E suspeito que isso é o resultado da estratégia dos partidos que controlam grande parte dos aparelhos sindicais, a começar pelo PCP: o objetivo das greves (quando esses partidos estão na oposição) é sobretudo fazer a vida difícil ao governo do momento e criar condições para que os partidos que dominam os sindicatos em questão tenham maior representação parlamentar na eleição seguinte; a vitória em si, no sentido de obrigar o patronato ou o governo a ceder às reivindicações é secundário (e interessa só na medida em que a greve tem que ter alguma probabilidade de sucesso porque senão ninguém a faz) - e reveja-se as declarações do Jerónimo, no momento em que ele diz que a greve com sacrifício contribuiu para desenvolver a sua consciência política. Basicamente, muitas das greves portuguesas não sem nem greves reformistas como nos EUA e nos países da Europa do Norte (em que as greves até podem ser muito mais duras, mas em tornos puramente de objetivos materiais dentro do sistema), nem greves revolucionárias para derrubar o governo ou mesmo toda a ordem estabelecida - são simplesmente ginástica ideológica, feita não para uma vitória imediata (seja reformista ou revolucionária), mas para "acumular forças", "desenvolver a consciência", etc (ou seja, fazer com que depois da greve haja mais pessoas a simpatizar com a ideologia dos promotores da greve do que antes). E para isso, as greves de dois dias servem - mantêm o pessoal agitado sem se emburguesar e até têm as vantagem adicionais de não hostilizarem muito a opinião pública (o que poderia representar votos para a direita na tal eleição seguinte) e também a de não precisarem de ser ganhas: uma greve permanente até haver um acordo normalmente acaba com uma vitória (caso o patronato ceda) ou uma derrota (caso o sindicato decida suspender a greve sem obter as reivindicações). Pelo contrário, uma greve intermitente de um dia ou dois pode não atingir os seus objetivos que ninguém acha isso uma derrota do sindicato, já que dá para o cenário de " a luta continua", com os sindicalistas e os seus partidos a falar do assunto, fazer umas mini-greves e a capitalizar com ele durante anos.

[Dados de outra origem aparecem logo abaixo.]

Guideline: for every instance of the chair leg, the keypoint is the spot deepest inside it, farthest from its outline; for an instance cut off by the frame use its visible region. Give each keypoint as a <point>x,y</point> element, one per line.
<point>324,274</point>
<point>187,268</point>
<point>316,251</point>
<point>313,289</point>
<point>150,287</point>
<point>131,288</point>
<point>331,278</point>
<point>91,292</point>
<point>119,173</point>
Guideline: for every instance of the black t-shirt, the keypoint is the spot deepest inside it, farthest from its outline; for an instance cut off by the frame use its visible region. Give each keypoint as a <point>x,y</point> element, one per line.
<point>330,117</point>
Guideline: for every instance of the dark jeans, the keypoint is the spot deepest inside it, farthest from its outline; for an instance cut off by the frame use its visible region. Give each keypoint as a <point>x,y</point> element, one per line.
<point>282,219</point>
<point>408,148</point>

Assim, do ponto de vista da promoção política, greves ocasionais de dois dias fazem mais sentido do que greves permanentes até haver um acordo - no primeiro caso, há quase 100% de hipóteses dos sindicalistas e dos seus partidos ganharem protagonismo e influência (só perdem caso convoquem uma greve e esta tenha visivelmente uma adesão muito reduzida); no segundo, há 50% de hipóteses de perderem essa influência e protagonismo (em caso de derrota de uma greve prolongada, é suficiente para abalar a carreira de um líder sindical), e nem estou certo que os 50% de vitória garantam muito mais protagonismo a longo prazo do que estar à frente de lutas que não atam nem desatam (ironicamente, se vermos a coisa do ponto de vista dos partidos e não dos sindicalistas individuais, até é possível que uma luta que se arrasta durante anos com greves episódicas dê mais votos que uma luta vitoriosa - para quê votar no partido tal nas eleições se o problema já foi resolvido?).